Le nuove norme - In base al decreto, dunque, sarà possibile pensionare d’ufficio “per esigenze organizzative e senza recare pregiudizio ai servizi”, ma non prima dei 62 anni. Fanno eccezione i medici e i docenti universitari, e soprattutto i magistrati: per loro la soglia resta i 70 anni. Per bilanciare la situazione, si è optato per la cessazione del beneficio dell’aspettativa.

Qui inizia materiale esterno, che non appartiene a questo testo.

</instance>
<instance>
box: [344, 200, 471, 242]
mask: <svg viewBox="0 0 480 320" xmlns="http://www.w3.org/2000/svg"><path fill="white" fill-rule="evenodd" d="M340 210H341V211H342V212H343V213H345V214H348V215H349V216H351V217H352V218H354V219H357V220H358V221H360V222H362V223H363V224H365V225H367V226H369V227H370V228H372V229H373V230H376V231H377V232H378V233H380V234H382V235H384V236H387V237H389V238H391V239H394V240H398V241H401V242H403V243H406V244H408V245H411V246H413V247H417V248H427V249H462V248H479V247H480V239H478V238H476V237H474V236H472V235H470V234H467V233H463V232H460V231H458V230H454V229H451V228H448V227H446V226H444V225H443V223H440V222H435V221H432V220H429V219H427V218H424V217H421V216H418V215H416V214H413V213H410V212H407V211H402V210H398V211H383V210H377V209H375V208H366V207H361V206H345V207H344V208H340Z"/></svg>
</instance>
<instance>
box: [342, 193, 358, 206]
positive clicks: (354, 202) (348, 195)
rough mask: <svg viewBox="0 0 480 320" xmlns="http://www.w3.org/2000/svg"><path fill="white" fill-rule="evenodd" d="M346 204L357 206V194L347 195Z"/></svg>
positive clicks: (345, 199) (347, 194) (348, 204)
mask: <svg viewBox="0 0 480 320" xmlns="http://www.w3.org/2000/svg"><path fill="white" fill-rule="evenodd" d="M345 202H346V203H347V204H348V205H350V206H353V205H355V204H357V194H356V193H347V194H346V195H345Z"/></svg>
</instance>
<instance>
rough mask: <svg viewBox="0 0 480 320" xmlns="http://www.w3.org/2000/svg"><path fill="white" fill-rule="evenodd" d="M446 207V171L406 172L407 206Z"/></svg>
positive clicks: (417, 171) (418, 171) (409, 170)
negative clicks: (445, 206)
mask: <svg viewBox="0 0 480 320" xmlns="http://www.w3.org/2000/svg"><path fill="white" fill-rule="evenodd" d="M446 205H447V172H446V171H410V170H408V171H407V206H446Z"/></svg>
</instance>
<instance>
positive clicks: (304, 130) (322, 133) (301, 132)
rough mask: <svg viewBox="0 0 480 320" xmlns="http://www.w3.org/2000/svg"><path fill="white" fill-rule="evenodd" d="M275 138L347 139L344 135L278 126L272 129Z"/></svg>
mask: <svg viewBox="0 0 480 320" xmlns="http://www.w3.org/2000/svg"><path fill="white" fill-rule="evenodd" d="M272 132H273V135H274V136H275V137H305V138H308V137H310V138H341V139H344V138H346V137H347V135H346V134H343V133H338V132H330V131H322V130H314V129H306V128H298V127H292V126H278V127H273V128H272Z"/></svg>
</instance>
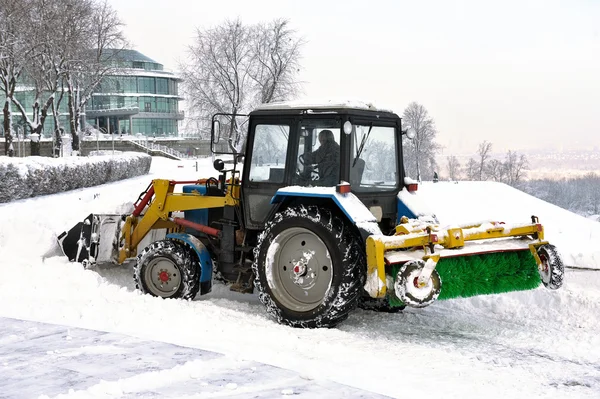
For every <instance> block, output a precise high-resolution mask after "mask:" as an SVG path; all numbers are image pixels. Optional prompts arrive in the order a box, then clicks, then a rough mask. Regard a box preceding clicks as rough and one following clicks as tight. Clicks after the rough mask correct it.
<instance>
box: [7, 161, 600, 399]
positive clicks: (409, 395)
mask: <svg viewBox="0 0 600 399" xmlns="http://www.w3.org/2000/svg"><path fill="white" fill-rule="evenodd" d="M210 165H211V162H210V160H208V159H207V160H203V161H201V162H200V172H196V170H195V165H194V161H186V162H175V161H168V160H165V159H161V158H154V160H153V165H152V168H151V175H150V176H142V177H138V178H133V179H129V180H127V181H122V182H118V183H113V184H108V185H103V186H98V187H93V188H89V189H83V190H77V191H73V192H68V193H63V194H57V195H52V196H46V197H39V198H33V199H29V200H23V201H18V202H14V203H9V204H4V205H0V275H1V276H2V277H3V278H1V279H0V303H1V304H2V306H0V323H2V325H3V327H4V328H1V329H0V332H2V333H3V334H6V335H3V336H1V337H0V348H1V349H0V375H2V376H3V378H0V397H7V398H18V397H32V396H31V395H30V394H31V393H32V392H33V393H35V394H36V395H35V396H33V397H38V395H47V397H57V395H59V394H61V395H59V397H68V398H76V397H85V398H88V397H93V398H108V397H110V398H112V397H150V396H158V397H171V398H182V397H184V398H188V397H189V398H192V397H215V396H223V397H239V398H243V397H248V396H256V397H279V396H281V395H289V394H294V395H297V396H299V397H361V396H362V397H371V396H373V397H376V396H377V395H388V396H392V397H399V398H400V397H401V398H409V397H423V396H427V397H430V396H440V397H444V398H446V399H447V398H478V399H479V398H532V397H536V398H537V397H548V398H598V397H600V368H599V366H598V365H599V364H600V336H599V335H598V331H599V330H600V273H598V271H595V270H574V269H568V270H567V273H566V277H565V285H564V286H563V288H562V289H560V290H558V291H549V290H546V289H544V288H538V289H536V290H533V291H527V292H518V293H509V294H504V295H491V296H485V297H476V298H470V299H457V300H449V301H444V302H437V303H434V304H433V305H432V306H430V307H428V308H425V309H407V310H405V311H404V312H401V313H398V314H392V315H390V314H378V313H373V312H367V311H362V310H357V311H356V312H354V313H353V314H351V315H350V317H349V319H348V320H347V321H346V322H344V323H343V324H342V325H341V326H339V327H338V328H335V329H330V330H298V329H292V328H289V327H285V326H281V325H278V324H276V323H275V322H274V321H273V320H271V319H270V318H268V317H267V315H266V314H265V312H264V310H263V308H262V305H261V304H260V302H259V301H258V299H257V297H256V296H255V295H242V294H237V293H232V292H230V291H229V290H228V289H227V288H226V287H224V286H222V285H218V284H217V285H215V287H214V289H213V292H212V293H211V294H209V295H207V296H205V297H201V298H197V299H196V300H194V301H189V302H184V301H180V300H162V299H158V298H154V297H151V296H147V295H142V294H140V293H139V292H137V291H135V290H134V284H133V280H132V277H131V275H132V271H131V267H127V266H123V267H114V268H106V267H103V268H96V269H94V270H83V269H82V267H81V266H80V265H78V264H72V263H69V262H68V261H67V260H66V259H64V258H63V257H49V258H46V259H43V255H44V253H46V251H47V250H48V248H49V247H50V246H51V245H52V243H53V234H55V233H60V232H62V231H63V230H65V229H68V228H70V227H71V226H72V225H74V224H75V223H76V222H78V221H80V220H82V219H83V218H84V217H85V216H87V215H88V214H89V213H91V212H95V213H115V212H124V211H127V210H128V208H129V207H130V206H131V203H132V202H133V201H134V200H135V199H137V198H138V195H139V193H140V192H141V191H143V190H144V189H145V188H146V186H147V185H148V183H149V181H150V179H152V178H158V177H162V178H176V179H179V180H184V179H194V178H198V177H206V176H208V175H214V174H216V172H215V171H214V170H213V169H212V166H210ZM418 195H419V196H420V197H422V200H423V201H425V202H427V203H428V204H429V206H430V208H432V209H433V210H434V212H435V213H436V214H437V216H438V219H439V220H440V222H441V223H442V224H464V223H469V222H473V221H482V220H502V221H506V222H512V221H515V222H528V221H529V220H530V217H531V215H536V216H538V217H539V218H540V221H541V222H542V224H544V226H545V228H546V238H547V239H548V240H549V241H550V242H551V243H553V244H555V245H556V246H557V247H558V249H559V251H560V252H561V254H562V255H563V257H564V260H565V263H566V264H567V265H572V266H580V267H588V268H594V269H600V248H599V247H598V245H597V244H598V242H600V223H597V222H594V221H591V220H588V219H585V218H583V217H580V216H577V215H574V214H572V213H570V212H568V211H565V210H562V209H560V208H557V207H555V206H553V205H550V204H547V203H545V202H543V201H540V200H537V199H535V198H533V197H531V196H528V195H526V194H524V193H522V192H520V191H517V190H514V189H512V188H510V187H508V186H505V185H501V184H495V183H466V182H460V183H456V184H454V183H436V184H433V183H425V184H423V185H422V186H421V187H420V188H419V192H418ZM10 318H13V319H20V320H28V321H36V322H47V323H53V324H57V325H62V326H69V327H78V328H86V329H92V330H98V331H105V332H110V333H113V334H117V335H114V336H113V335H111V336H110V337H112V338H110V339H108V338H107V339H106V340H104V341H102V340H94V339H91V338H90V339H88V340H87V341H85V343H86V344H85V345H86V346H85V347H82V348H81V349H80V350H79V352H78V354H77V355H74V352H75V348H73V346H72V345H71V346H68V341H72V339H74V338H72V336H75V335H85V334H84V333H82V332H81V331H82V330H73V331H72V332H70V333H65V334H62V335H61V334H60V333H57V332H56V331H58V330H57V329H56V328H54V329H52V331H51V332H52V333H53V334H52V336H53V337H56V338H55V339H49V340H47V341H45V342H46V343H45V345H47V346H46V348H45V349H44V352H43V353H42V354H41V355H40V354H39V353H38V354H37V356H34V355H32V354H31V353H29V354H25V353H27V352H25V351H23V352H22V351H21V349H19V348H23V347H24V345H25V343H26V341H27V339H29V337H31V336H33V335H32V334H33V333H32V332H31V331H32V330H33V329H35V328H39V327H35V325H29V324H26V325H22V324H20V323H22V322H17V321H14V320H12V319H10ZM11 323H12V324H11ZM28 323H29V322H28ZM6 325H12V326H13V327H14V328H12V327H11V328H9V327H6ZM20 328H24V329H25V331H29V333H30V334H19V333H16V331H22V330H21V329H20ZM10 331H13V332H12V333H11V332H10ZM86 334H87V333H86ZM118 334H125V335H126V336H130V337H132V338H127V337H124V336H122V335H118ZM34 335H35V334H34ZM38 335H39V334H38ZM88 335H89V336H93V334H92V333H90V334H88ZM148 340H152V341H158V342H160V343H161V344H153V345H154V346H152V348H161V349H151V348H150V347H149V346H145V345H144V343H147V342H149V341H148ZM94 342H96V343H95V344H94ZM97 342H104V345H100V346H98V343H97ZM106 342H110V345H108V344H106ZM124 343H127V345H130V346H127V348H129V349H127V350H123V345H124ZM163 343H164V344H163ZM167 344H176V345H180V346H182V347H185V348H181V349H180V350H177V351H176V352H177V354H178V355H177V356H178V357H174V356H175V353H174V355H173V356H165V354H164V352H165V351H166V352H167V353H170V352H169V351H175V349H173V348H176V347H172V346H169V345H167ZM67 346H68V348H67V349H68V350H67V349H65V348H66V347H67ZM132 348H134V349H132ZM192 349H193V350H192ZM157 351H158V352H160V351H163V352H162V355H161V354H160V353H159V354H158V355H157V353H158V352H157ZM113 352H114V353H117V354H118V355H119V356H117V357H116V358H115V359H117V360H113V362H114V368H115V372H114V373H110V372H107V371H106V368H107V367H108V368H110V367H111V363H110V362H108V363H107V361H106V358H107V354H109V353H113ZM214 352H216V353H217V354H218V355H217V354H215V353H214ZM207 353H208V355H207ZM211 353H212V355H210V354H211ZM43 355H46V356H43ZM223 355H224V356H223ZM23 356H29V358H28V359H36V361H23V360H22V357H23ZM69 356H70V357H69ZM215 358H218V361H215ZM19 359H21V361H19ZM40 359H44V360H43V361H42V360H40ZM119 359H120V360H119ZM135 359H142V360H143V359H146V360H147V359H152V362H150V361H146V362H141V363H139V362H138V363H136V362H135V361H134V360H135ZM173 359H176V360H173ZM59 360H60V363H57V362H58V361H59ZM45 362H50V363H45ZM121 362H125V363H127V364H129V366H130V367H129V368H127V372H126V373H125V372H124V371H123V370H124V368H123V366H122V365H120V363H121ZM83 363H85V364H87V367H82V366H81V365H82V364H83ZM47 364H50V365H58V364H60V366H56V367H61V370H68V371H65V372H64V373H55V372H51V370H50V369H48V370H50V371H47V372H42V370H46V369H45V368H44V367H46V368H48V367H50V368H51V367H52V366H46V365H47ZM95 364H97V365H98V366H97V368H95V367H94V366H93V365H95ZM261 365H268V367H267V366H264V367H263V366H261ZM273 366H275V367H273ZM81 373H85V376H86V378H75V376H76V375H79V377H80V376H81ZM237 373H241V374H242V375H244V376H247V379H244V382H241V381H239V379H236V378H235V376H236V375H237ZM6 376H8V378H7V377H6ZM286 378H288V379H286ZM219 381H220V382H219ZM298 381H303V382H302V383H301V384H299V383H298ZM244 383H246V384H250V385H252V390H246V391H245V390H244V388H243V384H244ZM219 384H220V385H219ZM335 384H342V385H335ZM298 386H299V388H298ZM24 387H28V388H27V395H24V394H23V393H24V390H25V388H24ZM32 387H39V389H35V388H32ZM171 388H173V389H171ZM175 388H176V389H175ZM209 388H210V389H209Z"/></svg>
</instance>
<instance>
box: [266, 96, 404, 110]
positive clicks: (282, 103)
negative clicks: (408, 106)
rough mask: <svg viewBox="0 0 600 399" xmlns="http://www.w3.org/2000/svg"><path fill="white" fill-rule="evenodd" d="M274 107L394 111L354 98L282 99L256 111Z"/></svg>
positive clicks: (325, 109)
mask: <svg viewBox="0 0 600 399" xmlns="http://www.w3.org/2000/svg"><path fill="white" fill-rule="evenodd" d="M274 109H307V110H310V109H317V110H319V109H325V110H327V109H361V110H367V111H379V112H392V113H393V112H394V111H393V110H392V109H391V108H387V107H379V106H376V105H375V104H373V103H372V102H367V101H362V100H352V99H314V100H308V99H303V100H295V101H280V102H273V103H268V104H261V105H259V106H258V107H257V108H256V109H255V111H262V110H274Z"/></svg>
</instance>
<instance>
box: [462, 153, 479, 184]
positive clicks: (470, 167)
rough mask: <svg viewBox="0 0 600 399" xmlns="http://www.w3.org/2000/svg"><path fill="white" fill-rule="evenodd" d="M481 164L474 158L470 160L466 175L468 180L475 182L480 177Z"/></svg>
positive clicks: (466, 172)
mask: <svg viewBox="0 0 600 399" xmlns="http://www.w3.org/2000/svg"><path fill="white" fill-rule="evenodd" d="M478 167H479V164H478V163H477V161H476V160H474V159H473V158H469V162H467V165H466V166H465V175H466V177H467V180H470V181H474V180H477V177H479V169H478Z"/></svg>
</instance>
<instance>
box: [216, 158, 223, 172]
mask: <svg viewBox="0 0 600 399" xmlns="http://www.w3.org/2000/svg"><path fill="white" fill-rule="evenodd" d="M213 168H215V170H217V171H219V172H220V171H222V170H223V169H225V162H223V160H222V159H215V162H213Z"/></svg>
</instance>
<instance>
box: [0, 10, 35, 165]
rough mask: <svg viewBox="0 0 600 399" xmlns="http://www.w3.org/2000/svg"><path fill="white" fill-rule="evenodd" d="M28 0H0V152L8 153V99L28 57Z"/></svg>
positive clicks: (9, 97)
mask: <svg viewBox="0 0 600 399" xmlns="http://www.w3.org/2000/svg"><path fill="white" fill-rule="evenodd" d="M31 3H32V2H31V1H30V0H0V90H1V91H2V92H3V93H4V95H5V99H4V105H3V116H4V123H3V125H2V127H3V130H4V140H5V142H4V154H5V155H9V156H12V155H13V153H14V151H13V145H12V143H13V135H12V107H11V102H12V98H13V97H14V94H15V90H16V88H17V81H18V80H19V79H20V77H21V75H22V74H23V71H24V70H25V67H26V65H27V64H28V62H29V61H30V59H31V54H32V52H33V49H34V48H33V46H32V44H31V42H30V41H29V40H28V32H29V25H28V24H29V20H30V19H31V14H30V11H31Z"/></svg>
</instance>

I limiti - Chi vuole andare in pensione prima dei 62 anni ed è in regola con i contributi può farlo senza penalizzazioni, grazie a un emendamento di Maria Luisa Gnecchi che cancella tutte le decurtazioni economiche previste dalla legge Fornero e soprattutto elimina la dizione di “prestazione effettiva di lavoro”: ovvero, per maturare i 41 anni e 6 mesi di anzianità (per le donne) e 42 anni e 6 mesi (per gli uomini), necessari per la pensione di anzianità, si potrà tenere conto di tutto l’arco di vita lavorativa, compresi i giorni di sciopero, congedo matrimoniale, maternità facoltativa, e così via.
Scuola - Il decreto risolverebbe poi la questione degli insegnanti rimasti incastrati dalla riforma Fornero. Come spiega il Corriere, si tratta dei 4mila lavoratori della scuola che due anni fa dovevano andare in pensione. Ma che, per quello che è stato riconosciuto come un errore nella norma, sono rimasti incastrati nelle maglie lavorative, bloccati nelle aule dalla riforma Fornero che cambiava in corsa i requisiti per la pensione.
Liquidazione - Adesso – spiega ancora il Corsera - dopo un passaggio che sembra scontato in commissione Bilancio e una veloce approvazione al Senato, non appena il decreto sulla Pa sarà diventato legge, potranno richiedere di andare in pensione dal primo settembre. Non avranno subito diritto al Tfr, che arriverà solo tra due anni: la liquidazione sarà infatti rinviata al momento in cui avrebbero dovuto andare in pensione secondo i criteri Fornero. E la somma sarà ricevuta non per intero, ma a rate, scansionate in base al reddito. Ma non perderanno neanche un giorno di lavoro.
Inps - Non appena il decreto del governo sarà legge, i professori 'quota 96' potranno presentare domanda all’Inps. L’Istututo nazionale di previdenza avrà 15 giorni di tempo per esaminare la richiesta e dare il suo assenso. Ma, e qui sta il punto, la norma stabilisce anche che l’Inps dovrà fare un monitoraggio delle domande assegnando un ordine progressivo risultante dall’età anagrafica e dell’anzianità contributiva dei singoli richiedenti. Se le domande supereranno le 4 mila, quelle in eccesso non potranno essere prese in considerazione.